I taught a bad lesson this week. It’s not unusual. I teach hundreds of lessons every year: Some go very well, most are just fine, a few go poorly. A successful school year has its ups and downs, for students and for teachers, and you take the bad days with the good.

This week was the area of a circle. It’s always a challenge teaching a topic that students already know: It can be hard to get students to engage deeply with an essential question like “How do you conceive of the area of curved things when your notion of area is based on straight things?” when they’ve been using $A = \pi r^2$ since 6th grade.

I took a standard approach and had students explore area relationships between a circle of radius 1 and various inscribed and circumscribed polygons. The goal was for students to engage with the essential question while sharpening their area-computing skills and previewing some important arguments they’ll see again in calculus.

Usually this lesson works just fine, with occasional moments of greatness. But this year I had to trim the area unit a bit to accommodate the schedule, so prior to this lesson we just hadn’t done enough with polygon area. As a result, the conversation bogged down in the early stages of the exploration and it was hard to get unstuck. And because the remaining schedule is so tightly packed, there really wasn’t really time to stop and regroup. We just had push through.

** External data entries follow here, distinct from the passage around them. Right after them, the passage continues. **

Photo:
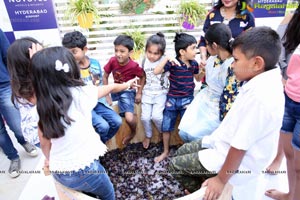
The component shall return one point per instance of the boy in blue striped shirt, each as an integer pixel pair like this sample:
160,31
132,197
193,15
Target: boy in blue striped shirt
181,92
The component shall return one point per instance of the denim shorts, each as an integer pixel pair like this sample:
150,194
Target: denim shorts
291,121
125,101
173,107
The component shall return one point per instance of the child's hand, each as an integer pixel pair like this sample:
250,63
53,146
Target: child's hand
133,82
46,167
34,48
138,98
173,60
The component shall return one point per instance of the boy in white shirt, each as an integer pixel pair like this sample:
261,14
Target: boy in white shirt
241,148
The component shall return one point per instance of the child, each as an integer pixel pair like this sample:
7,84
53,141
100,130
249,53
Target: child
123,69
67,137
18,59
154,92
10,114
181,91
105,120
204,109
246,139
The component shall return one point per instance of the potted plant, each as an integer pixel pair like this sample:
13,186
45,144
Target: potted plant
135,6
192,12
84,11
139,39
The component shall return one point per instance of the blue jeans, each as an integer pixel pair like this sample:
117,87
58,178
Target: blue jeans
173,107
125,101
291,121
105,121
92,179
13,119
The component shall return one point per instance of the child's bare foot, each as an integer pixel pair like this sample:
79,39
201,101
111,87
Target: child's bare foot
146,142
161,157
186,192
274,167
277,195
127,139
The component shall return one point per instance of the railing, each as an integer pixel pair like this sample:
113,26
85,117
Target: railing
162,17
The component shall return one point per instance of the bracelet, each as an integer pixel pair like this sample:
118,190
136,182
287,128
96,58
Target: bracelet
128,86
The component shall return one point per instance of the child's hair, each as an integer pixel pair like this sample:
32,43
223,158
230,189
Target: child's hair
292,33
182,41
18,64
125,41
159,40
260,41
54,72
221,35
74,39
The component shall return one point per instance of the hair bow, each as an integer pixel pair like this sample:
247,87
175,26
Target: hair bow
59,66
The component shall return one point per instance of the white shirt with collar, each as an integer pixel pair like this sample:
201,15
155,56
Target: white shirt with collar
252,124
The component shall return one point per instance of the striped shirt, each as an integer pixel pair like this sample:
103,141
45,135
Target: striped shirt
181,78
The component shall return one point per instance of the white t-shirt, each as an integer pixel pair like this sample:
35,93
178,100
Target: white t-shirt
153,82
252,124
80,145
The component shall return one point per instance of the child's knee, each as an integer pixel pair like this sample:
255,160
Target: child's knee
130,117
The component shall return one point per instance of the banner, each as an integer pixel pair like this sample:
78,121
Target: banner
268,8
34,18
31,14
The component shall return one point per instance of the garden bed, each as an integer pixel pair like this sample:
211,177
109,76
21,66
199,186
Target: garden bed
135,175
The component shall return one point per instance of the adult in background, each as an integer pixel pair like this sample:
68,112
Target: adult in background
11,115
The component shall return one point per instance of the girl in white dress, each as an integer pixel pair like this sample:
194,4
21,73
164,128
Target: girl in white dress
202,115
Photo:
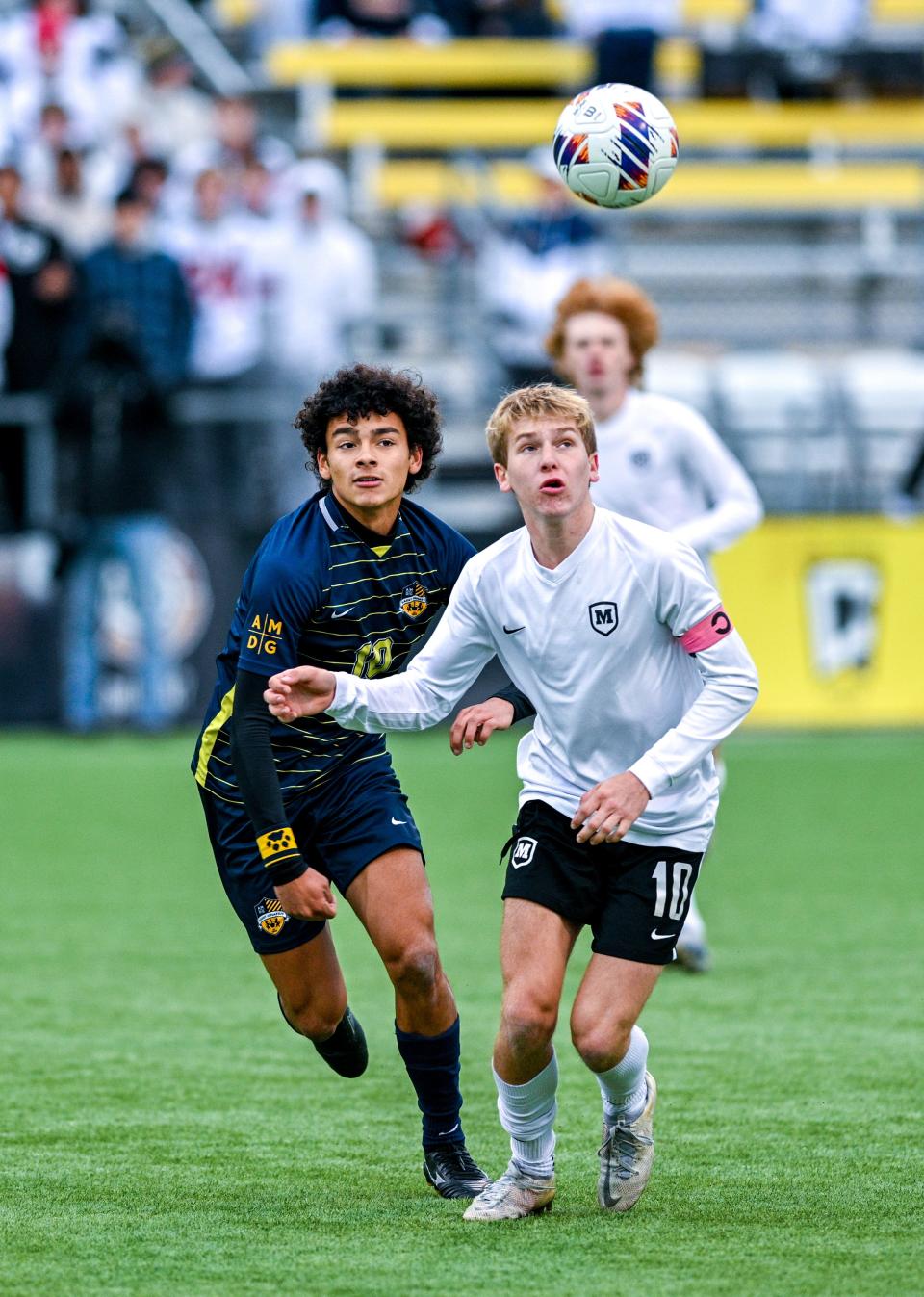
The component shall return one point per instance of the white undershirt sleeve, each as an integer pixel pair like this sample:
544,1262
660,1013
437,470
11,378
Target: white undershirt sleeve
684,598
434,680
729,691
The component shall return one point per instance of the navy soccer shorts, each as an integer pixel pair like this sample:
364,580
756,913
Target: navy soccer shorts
634,899
340,828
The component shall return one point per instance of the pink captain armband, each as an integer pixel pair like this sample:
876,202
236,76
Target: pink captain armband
714,627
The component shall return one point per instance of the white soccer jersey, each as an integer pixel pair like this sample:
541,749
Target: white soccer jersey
662,463
597,645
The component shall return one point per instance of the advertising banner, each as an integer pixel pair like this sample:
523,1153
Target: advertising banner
833,610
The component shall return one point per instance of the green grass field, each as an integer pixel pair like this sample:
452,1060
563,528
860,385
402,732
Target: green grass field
165,1133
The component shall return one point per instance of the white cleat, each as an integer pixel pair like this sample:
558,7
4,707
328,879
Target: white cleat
626,1157
513,1196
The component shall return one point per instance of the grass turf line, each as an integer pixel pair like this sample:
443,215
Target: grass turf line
165,1132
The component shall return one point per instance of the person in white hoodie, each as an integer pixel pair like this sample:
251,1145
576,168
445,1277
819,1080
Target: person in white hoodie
325,281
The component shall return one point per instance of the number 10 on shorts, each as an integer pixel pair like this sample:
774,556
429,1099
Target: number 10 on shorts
680,890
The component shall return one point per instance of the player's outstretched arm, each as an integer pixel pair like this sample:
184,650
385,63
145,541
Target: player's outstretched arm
299,691
609,810
477,722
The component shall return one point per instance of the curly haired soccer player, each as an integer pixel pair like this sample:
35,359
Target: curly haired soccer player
351,580
636,672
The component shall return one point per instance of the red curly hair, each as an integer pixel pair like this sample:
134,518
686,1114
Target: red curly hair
616,298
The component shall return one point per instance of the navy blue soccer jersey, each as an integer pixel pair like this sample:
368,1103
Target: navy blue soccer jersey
321,590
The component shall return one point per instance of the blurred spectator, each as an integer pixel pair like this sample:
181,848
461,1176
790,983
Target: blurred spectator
625,36
41,287
77,217
526,262
119,456
168,112
235,143
225,268
804,45
6,320
103,168
133,307
519,18
55,51
148,182
326,277
11,456
345,19
41,280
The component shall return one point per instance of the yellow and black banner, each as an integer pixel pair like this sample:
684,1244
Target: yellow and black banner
833,611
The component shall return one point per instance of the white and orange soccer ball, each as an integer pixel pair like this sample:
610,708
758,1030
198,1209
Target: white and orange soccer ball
616,145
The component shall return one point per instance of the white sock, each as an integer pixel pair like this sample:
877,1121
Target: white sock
526,1113
624,1087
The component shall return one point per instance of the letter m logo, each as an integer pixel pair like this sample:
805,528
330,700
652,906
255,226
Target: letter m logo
604,617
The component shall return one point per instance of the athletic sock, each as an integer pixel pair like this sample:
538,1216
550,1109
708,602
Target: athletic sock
624,1087
527,1113
433,1066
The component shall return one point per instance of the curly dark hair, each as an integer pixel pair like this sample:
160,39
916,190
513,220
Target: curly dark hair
363,389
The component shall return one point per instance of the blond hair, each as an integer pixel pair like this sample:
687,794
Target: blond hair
542,401
616,298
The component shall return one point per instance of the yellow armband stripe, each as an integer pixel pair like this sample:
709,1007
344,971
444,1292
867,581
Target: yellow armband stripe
277,844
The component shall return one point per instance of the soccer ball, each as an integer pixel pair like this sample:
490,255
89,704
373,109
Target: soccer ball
616,145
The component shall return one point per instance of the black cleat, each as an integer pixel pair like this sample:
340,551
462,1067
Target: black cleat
346,1050
451,1170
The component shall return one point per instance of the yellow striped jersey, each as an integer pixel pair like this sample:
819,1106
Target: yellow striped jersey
322,590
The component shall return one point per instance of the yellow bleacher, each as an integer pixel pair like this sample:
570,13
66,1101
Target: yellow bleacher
702,186
719,124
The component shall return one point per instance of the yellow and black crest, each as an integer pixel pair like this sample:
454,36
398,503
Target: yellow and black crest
271,916
414,599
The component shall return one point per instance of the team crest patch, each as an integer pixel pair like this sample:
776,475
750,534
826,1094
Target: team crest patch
271,918
523,852
604,616
414,599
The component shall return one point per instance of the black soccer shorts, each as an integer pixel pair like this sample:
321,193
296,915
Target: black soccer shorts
634,899
340,828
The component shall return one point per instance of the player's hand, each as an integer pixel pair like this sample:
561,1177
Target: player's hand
307,896
299,691
475,724
610,808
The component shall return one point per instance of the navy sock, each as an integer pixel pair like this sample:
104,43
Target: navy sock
433,1066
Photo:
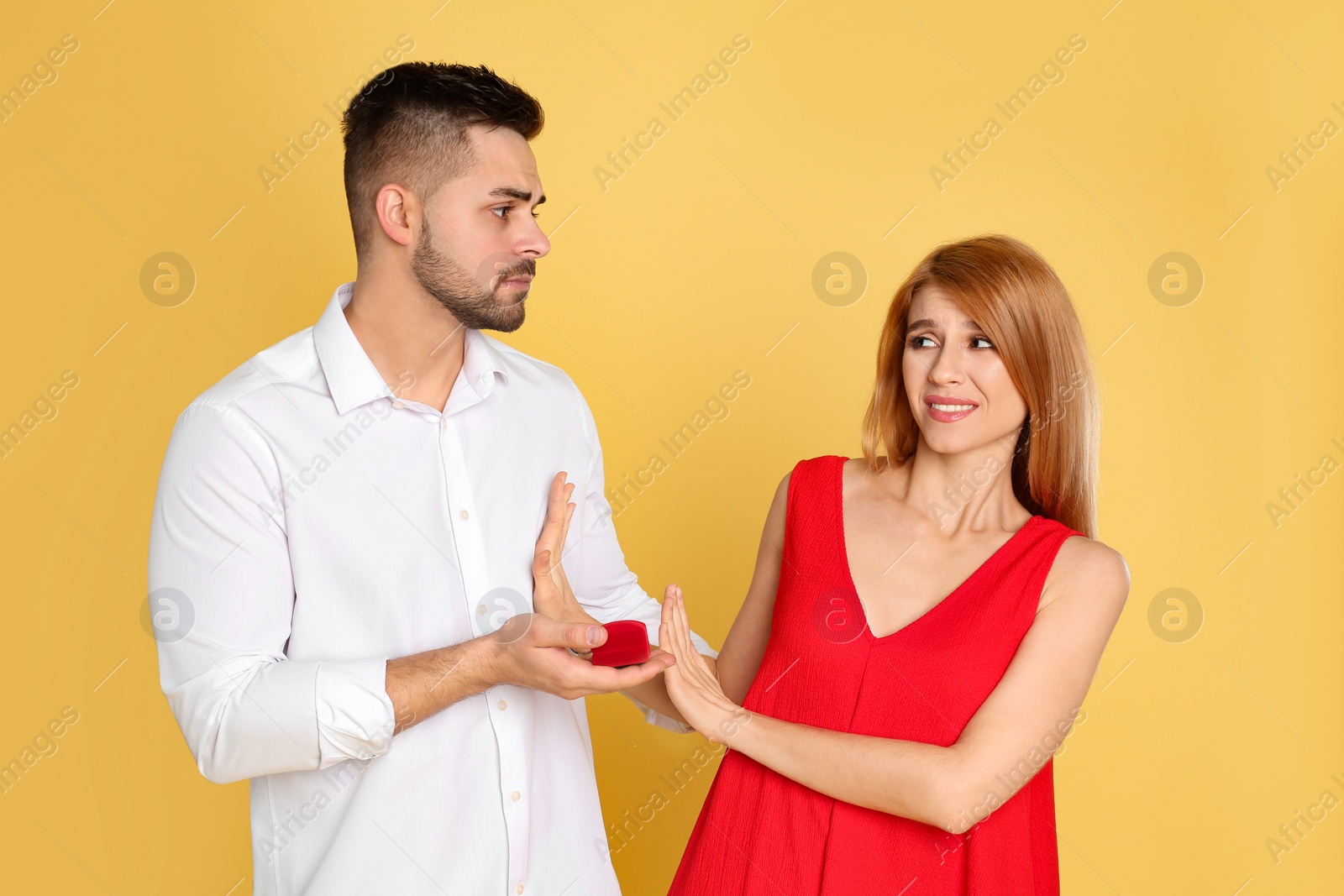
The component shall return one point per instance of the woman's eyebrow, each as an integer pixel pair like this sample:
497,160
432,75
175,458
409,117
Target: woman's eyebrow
927,322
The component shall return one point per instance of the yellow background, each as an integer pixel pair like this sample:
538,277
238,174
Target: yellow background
690,266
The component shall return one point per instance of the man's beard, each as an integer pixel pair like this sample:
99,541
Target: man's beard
472,304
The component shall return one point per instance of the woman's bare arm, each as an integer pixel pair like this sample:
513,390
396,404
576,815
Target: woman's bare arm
1005,741
743,651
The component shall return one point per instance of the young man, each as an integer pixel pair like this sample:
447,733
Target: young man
335,560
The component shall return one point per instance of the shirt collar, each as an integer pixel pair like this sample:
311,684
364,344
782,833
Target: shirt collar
351,375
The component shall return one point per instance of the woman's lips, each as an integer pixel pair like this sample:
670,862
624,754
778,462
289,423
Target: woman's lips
949,417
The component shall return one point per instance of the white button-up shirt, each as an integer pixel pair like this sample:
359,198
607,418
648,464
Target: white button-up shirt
308,527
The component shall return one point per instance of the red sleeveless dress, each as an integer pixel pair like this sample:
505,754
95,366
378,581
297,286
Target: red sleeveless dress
761,833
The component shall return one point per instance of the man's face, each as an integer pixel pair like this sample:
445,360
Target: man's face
479,238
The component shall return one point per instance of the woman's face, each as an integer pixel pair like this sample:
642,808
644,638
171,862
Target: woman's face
958,385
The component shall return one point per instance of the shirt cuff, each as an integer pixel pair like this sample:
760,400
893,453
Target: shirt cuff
355,716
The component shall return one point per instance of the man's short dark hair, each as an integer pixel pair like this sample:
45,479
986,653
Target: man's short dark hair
410,123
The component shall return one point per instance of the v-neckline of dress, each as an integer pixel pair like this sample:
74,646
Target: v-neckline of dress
864,611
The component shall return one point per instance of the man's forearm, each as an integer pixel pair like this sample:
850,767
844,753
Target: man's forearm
423,684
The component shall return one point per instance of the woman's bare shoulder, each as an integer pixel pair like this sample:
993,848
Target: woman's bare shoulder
1088,569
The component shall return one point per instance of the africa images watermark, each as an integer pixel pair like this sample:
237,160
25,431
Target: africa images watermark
1292,160
1290,835
1292,497
716,73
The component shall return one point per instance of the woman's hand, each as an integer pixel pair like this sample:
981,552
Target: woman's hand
551,591
691,683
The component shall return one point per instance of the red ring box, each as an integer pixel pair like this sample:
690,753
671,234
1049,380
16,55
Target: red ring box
627,644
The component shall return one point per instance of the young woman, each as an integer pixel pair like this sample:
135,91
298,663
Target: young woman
924,621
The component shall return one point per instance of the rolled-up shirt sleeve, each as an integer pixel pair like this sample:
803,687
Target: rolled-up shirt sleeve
600,578
221,602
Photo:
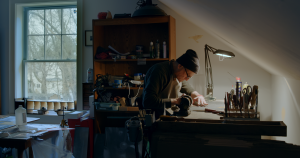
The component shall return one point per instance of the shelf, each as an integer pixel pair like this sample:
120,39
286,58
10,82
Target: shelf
132,21
118,60
123,88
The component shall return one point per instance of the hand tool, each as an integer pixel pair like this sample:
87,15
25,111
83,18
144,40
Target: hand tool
186,102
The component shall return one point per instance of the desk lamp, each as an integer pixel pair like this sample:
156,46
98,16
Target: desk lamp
208,69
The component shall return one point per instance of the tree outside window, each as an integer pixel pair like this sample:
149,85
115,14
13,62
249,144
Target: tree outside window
51,53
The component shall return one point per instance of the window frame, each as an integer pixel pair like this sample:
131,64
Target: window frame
25,42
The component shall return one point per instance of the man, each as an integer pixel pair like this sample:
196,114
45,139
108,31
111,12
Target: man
165,80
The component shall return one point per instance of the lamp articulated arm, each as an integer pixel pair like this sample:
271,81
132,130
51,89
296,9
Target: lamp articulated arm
208,70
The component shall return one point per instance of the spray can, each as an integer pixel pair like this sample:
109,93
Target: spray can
90,75
157,50
164,50
151,50
238,91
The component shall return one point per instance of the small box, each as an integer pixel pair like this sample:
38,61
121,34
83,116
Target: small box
132,108
123,108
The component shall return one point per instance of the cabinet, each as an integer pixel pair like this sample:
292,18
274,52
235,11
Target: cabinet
123,35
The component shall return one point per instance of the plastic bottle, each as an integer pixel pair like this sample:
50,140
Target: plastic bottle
157,50
151,50
21,117
90,75
164,50
245,85
238,89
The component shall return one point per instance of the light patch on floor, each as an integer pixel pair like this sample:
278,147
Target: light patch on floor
195,38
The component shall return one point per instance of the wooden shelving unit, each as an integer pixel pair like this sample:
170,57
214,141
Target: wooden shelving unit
129,60
124,88
123,35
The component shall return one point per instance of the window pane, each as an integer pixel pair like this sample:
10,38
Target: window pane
69,21
53,47
35,22
51,80
35,48
69,46
53,21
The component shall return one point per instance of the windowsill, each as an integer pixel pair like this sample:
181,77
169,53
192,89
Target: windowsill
53,118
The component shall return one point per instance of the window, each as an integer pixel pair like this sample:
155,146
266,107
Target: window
50,53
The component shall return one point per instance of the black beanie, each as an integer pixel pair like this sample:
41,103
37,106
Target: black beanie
189,60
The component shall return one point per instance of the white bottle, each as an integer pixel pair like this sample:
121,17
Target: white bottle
164,50
21,117
90,75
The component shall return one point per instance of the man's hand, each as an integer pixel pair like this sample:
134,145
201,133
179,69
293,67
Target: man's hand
199,101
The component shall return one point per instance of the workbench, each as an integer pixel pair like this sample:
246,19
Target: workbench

It wasn’t a disaster: We did math together, students grappled with and argued about important ideas, connections were made. But the lesson didn’t go as I’d hoped, and that was a downer. On the other hand, it was comforting to realize that this lesson went bad for some very normal reasons. It didn’t fall flat because my wifi went out or because I couldn’t share my screen or because I had no idea how to access student thinking on a computer. The lesson didn’t work for the same reasons most lessons don’t work: I misjudged prior knowledge and tried to execute a plan that was too ambitious and too rigid. It might have been a bad lesson, but it also might have been the most normal lesson I taught all year.